Pulmonary Hypertension as the Subject of a Request for Orphan Drug Designation. The World Health Organization (“WHO”) describes pulmonary hypertension as “a condition in which there is high blood pressure in the lung arteries,” and has divided the disease into five groups based on the cause of the condition and treatment options. Historically, OOPD has designated products for the treatment of Pulmonary Arterial Hypertension (“PAH”), generally; however, as the Office notes in the SOPP, “it was not clear if PAH was treated as a different disease or condition from the other WHO groups of pulmonary hypertension or if PAH was treated as an orphan subset of pulmonary hypertension.”

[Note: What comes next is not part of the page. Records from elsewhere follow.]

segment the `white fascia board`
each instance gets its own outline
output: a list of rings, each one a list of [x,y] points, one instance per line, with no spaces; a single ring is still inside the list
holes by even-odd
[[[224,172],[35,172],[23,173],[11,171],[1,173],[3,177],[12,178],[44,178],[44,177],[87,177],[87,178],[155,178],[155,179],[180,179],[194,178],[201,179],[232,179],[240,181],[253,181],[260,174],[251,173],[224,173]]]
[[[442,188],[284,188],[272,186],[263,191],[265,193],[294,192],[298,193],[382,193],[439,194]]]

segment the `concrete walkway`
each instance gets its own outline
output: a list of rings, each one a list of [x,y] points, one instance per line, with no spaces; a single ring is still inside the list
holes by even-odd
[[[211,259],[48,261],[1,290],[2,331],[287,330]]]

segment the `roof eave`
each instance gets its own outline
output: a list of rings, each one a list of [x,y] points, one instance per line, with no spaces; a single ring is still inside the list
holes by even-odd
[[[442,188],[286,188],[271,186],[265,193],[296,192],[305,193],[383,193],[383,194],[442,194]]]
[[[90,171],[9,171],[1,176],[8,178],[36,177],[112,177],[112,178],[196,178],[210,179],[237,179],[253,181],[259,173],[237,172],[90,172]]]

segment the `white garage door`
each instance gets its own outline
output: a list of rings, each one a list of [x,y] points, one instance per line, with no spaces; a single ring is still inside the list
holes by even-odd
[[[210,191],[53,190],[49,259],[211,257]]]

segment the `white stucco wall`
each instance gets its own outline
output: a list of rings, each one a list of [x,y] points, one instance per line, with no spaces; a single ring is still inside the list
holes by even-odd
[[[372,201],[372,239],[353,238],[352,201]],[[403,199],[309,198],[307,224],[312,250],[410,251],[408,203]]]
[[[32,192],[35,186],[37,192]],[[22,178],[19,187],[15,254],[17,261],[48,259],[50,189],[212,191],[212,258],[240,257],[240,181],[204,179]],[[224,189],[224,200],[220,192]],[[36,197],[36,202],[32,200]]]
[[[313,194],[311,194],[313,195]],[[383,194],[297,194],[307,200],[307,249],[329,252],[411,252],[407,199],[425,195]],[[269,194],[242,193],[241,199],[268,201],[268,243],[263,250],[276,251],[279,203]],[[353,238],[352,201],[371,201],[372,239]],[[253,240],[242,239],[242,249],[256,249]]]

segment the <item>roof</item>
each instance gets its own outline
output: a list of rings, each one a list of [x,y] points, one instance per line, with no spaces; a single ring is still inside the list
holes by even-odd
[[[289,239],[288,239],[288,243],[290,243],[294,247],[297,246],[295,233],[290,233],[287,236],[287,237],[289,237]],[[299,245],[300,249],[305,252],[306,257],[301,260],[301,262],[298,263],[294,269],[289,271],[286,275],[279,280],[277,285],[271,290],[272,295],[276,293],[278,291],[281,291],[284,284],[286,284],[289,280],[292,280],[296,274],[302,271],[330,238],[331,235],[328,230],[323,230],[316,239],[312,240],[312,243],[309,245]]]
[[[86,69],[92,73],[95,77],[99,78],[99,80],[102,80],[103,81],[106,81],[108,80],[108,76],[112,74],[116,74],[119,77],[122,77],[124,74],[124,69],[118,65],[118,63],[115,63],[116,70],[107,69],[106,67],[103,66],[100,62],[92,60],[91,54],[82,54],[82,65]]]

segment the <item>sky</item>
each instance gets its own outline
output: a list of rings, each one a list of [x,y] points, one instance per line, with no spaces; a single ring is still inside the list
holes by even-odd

After consulting the review division in FDA’s Center for Drug Evaluation and Research concerning what constituted the disease or condition when discussing pulmonary hypertension, “[i]t was determined that the results of studies of products intended for the treatment of pulmonary hypertension were not generalizable from one WHO classification of pulmonary hypertension to another,” and it was noted that the pathologies and treatments were different between groups. As a result, OOPD clarifies in the SOPP that the five WHO classifications of pulmonary hypertension represent different diseases or conditions for orphan drug designation purposes. “This clarification does not affect prior designations of products for [PAH] (WHO classification group I),” notes OOPD. As with scleroderma, OOPD refers to its European orphan drug counterparst to support its decision, stating that in Europe PAH is considered “to be a different disease or condition from other WHO classification groups of pulmonary hypertension,” and that products have been designated for PAH and for chronic thromboembolic pulmonary hypertension (WHO group 4). Moreover, says OOPD, European officials have “opined that it was supportable to consider the 5 groups that comprise the WHO classification of pulmonary hypertension to be different diseases or conditions for the purpose of orphan drug designation.”